The real challenge was the landscape
myself – I've been doing a lot of steep races lately, so there are steady ups and downs
didn't come to my feet in shock, but nothing prepared me for it
runs so much in tall grass and constantly needs brakes
insanely steep downhills to stop me from drumming! Take it
as a warning – if you have problems with your ankles and knees, you might want to do this
sit it out. Otherwise, prepare for some breathtaking views
surrounded by mountains and the iconic Wycombe Wanderers Stadium! I am
not sure how much of the route went through private property, but certainly
want to go back and explore more paths in this forest.
We saw some of them during the race
riders on bridges, it turns out that West Wycombe is a popular area
riding. Friendly Marshal Prevents "Free Power"

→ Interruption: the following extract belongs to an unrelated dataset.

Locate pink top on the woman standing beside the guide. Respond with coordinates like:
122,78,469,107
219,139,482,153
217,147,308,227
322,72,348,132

pulling us to the side of the race that we can hold high in fifth place
by him. It put a big smile on my face and I managed to catch it
again the pace.
Going back to the park for the last part was a real highlight as we glorified past the giant riding sculpture erected from the house at the center of a long tree-lined viewpoint. As soon as I got to the bottom of this mountain, I caught a glimpse of Simon holding Alex and a couple of Striders who had already finished. Seeing them made me smile until I had to rub my teeth again a moment later as I was facing the final grass hill just before the finish line … I dug deep and used the last drop of energy in my tank to deal with the monster. in front. Somehow, I was able to reach the finish line, keeping my friend Briet in my eyes all the time as a moving target (he was about 200m ahead of me throughout the race). I was ready to fall just before the finish line, which also happened a little uphill unless Becky from my running club called me for a challenge! Becky and I had been running alongside each other and playing "catch me if you can" during the competition, so it was great to finish together. He told me he had doubts that he could have run so fast if he hadn't glued me to himself – it was great to be able to help someone run in a good time. I really went all out, which was a bold (or probably stupid) move just a week before my next ultramarathon challenge, which is off the Jurassic coast in Devon. (Luckily, I didn't get any skins after that race).
In general, I can wholeheartedly recommend this run to those who enjoy scenic runs and who want to push their running game on the test hills and surfaces. But definitely not use it as a warm-up just before the ultra-😉
When would your last race be before the key event? Would you take a break to fully rest or warm up an engine like I did in this race?